3.20.2006

hard!

kenton directing the shotdelon sending one offamy and haylee in traditional curling attire
apparently this is becoming more of a photo blog as opposed to the confabulation of wit and adventure that i had originally endeavored. writing is proving too bromidic, and when the trouble is suffered, the results are less than inspiring. however, photography is rousing my enthusiasm and demanding more of my time and money than i have to offer, at least without consequence, at this stage. perhaps i'm just one of those folks who thinks in images, and as a result finds more creative fulfilment through visual expression.

so i figured that i would just post some photographs of our recent westside outdoors excursion to the not-so-outdoors marpole curling club, foregoing words with the intention that the story would tell itself. according to my sister, this is not the case; and so, to relieve any anxieties or misunderstandings, these words have been offered. thanks for hanging in there.

3.13.2006

posts

posts at lighthouse park beach, point roberts, washington.

3.09.2006

obstinate

this is my sister, in the red. i like her.

after turning the house inside out
in search of some matches to light the barbeque, i finally got it started. it took several minutes to burn off the leftovers of my last charbroiling session, and then the coals had warmed sufficiently enough for the chicken to go on. no sooner had i returned to the kitchen to fetch the basting sauce, did a storm the likes of which vanhattan hasn't seen in years begin to pelt our poor weather-sensitized citizens with hail and sleet and snow and wind and other such things that i'm no longer used to. because of my espousal of mother's obstinate all-season barbequeing, i too braved the meteorological adversity with an equanimity anchored solely by my hunger. and let me tell you, it was almost worth it. it certainly would have been; that is, if the chicken hadn't been stored in the fridge for several days too many.

3.06.2006

ps

as a post-script to my previous entry, i don't intend to sound glum. rather, i wish to express my pining for change and for adventure, and at the same time, my sadness at the prospect of leaving my home of the past four years.

of the gladdest moments in human life, methinks, is the departure on a distant journey into unknown lands. shaking off, with one mighty effort, the fetters of Habbit, the leaden weight of Routine, the cloak of many Cares, the slavery of Home, one feels once more happy. the blood flows with the fast circulation of childhood....a journey, in fact, appeals to Imagination, to Memory, to Hope - the three sister Graces of our moral being. (sir richard francis burton, in his novel zanzibar)

mixed

photograph taken from my sister and adjusted.

a busy week has kept my mind occupied. helping me to mature were my westside church friends at homegroup on monday night, and bringing me back to my mid-to-late teenage years were mxpx on tuesday night. that's right- mxpx. but even that was an instance of maturation; if they had truly brought me back to the middle of my adolescence, i still would have been the oldest person at the punk rock show. the twelve-year-old girls beside me laughed condescendingly when mike herrera and i were the only ones shouting out the lyrics to my life story. they snickered again when i asked who hedley is. and they scoffed when bryan and i left before finding out.

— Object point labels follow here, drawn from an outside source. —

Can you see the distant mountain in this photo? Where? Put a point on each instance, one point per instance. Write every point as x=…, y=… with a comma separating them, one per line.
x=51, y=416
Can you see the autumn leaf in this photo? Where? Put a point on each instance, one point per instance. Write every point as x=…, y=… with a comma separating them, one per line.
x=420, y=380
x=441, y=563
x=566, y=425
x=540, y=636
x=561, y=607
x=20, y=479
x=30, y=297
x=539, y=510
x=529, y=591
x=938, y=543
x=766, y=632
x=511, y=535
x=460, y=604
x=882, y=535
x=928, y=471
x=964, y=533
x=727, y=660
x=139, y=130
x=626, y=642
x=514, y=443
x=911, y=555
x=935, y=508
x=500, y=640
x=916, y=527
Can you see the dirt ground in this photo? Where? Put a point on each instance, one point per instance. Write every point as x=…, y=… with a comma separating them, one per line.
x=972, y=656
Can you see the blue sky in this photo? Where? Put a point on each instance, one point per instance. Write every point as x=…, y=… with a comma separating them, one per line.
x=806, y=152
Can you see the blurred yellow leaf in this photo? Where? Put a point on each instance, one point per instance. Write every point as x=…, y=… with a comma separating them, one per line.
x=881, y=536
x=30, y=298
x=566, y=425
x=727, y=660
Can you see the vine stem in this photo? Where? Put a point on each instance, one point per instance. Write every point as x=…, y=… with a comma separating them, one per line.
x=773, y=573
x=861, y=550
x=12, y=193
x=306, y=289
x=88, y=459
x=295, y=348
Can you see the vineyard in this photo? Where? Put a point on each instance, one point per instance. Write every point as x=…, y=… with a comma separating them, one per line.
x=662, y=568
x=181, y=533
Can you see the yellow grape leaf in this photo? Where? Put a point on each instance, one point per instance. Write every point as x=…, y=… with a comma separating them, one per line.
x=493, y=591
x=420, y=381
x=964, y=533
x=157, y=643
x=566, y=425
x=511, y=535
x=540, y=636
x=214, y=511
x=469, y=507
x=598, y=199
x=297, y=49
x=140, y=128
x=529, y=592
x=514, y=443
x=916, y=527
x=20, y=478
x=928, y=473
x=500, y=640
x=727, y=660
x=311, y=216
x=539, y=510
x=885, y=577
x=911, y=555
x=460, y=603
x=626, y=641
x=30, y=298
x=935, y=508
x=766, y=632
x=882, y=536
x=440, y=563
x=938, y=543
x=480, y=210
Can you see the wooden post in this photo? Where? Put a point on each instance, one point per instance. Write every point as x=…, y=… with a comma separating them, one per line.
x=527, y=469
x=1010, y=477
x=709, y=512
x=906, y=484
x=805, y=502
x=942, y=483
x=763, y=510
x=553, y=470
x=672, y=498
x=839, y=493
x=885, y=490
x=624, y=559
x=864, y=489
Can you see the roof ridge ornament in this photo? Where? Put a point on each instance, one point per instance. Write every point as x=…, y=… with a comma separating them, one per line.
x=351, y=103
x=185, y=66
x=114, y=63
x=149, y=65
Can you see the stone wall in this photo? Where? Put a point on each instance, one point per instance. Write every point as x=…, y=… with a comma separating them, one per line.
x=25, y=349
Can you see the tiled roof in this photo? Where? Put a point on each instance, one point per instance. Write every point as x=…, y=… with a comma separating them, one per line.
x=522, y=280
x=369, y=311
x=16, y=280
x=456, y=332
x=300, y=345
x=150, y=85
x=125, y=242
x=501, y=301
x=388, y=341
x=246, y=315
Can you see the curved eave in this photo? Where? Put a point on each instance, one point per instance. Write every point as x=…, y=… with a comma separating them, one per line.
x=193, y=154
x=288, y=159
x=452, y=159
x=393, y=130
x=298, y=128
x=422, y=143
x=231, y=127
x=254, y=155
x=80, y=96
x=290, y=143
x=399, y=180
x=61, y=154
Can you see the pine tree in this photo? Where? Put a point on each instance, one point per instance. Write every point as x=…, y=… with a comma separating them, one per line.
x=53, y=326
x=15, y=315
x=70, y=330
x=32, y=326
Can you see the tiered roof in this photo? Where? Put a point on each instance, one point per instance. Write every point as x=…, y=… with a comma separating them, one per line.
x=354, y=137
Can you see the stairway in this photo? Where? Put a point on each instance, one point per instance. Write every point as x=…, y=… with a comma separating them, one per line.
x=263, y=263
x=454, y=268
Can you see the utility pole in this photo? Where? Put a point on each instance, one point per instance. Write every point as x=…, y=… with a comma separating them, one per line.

i took wednesday and thursday off and was absolutely contented to do nothing as long as it wasn't work. and that's just about exactly what i did. or didn't do. what i mean is that i didn't really do anything. although i think that i spent more money on food and drink this week than i actually earned. i don't know if i feel guilty about that or not. but what i don't feel guilty about whatsoever, in fact what i feel unequivocally mirthful about, is that my last day at my job is march 31st. following closely on the heels of my upcoming emancipation will be many contrasting emotions. all of them are strong although they are mixing together into various shades of uncertainty: happiness is the same as sadness, excitement intermingles with anxiety, welcome is infused with regret. i'm leaving vancouver.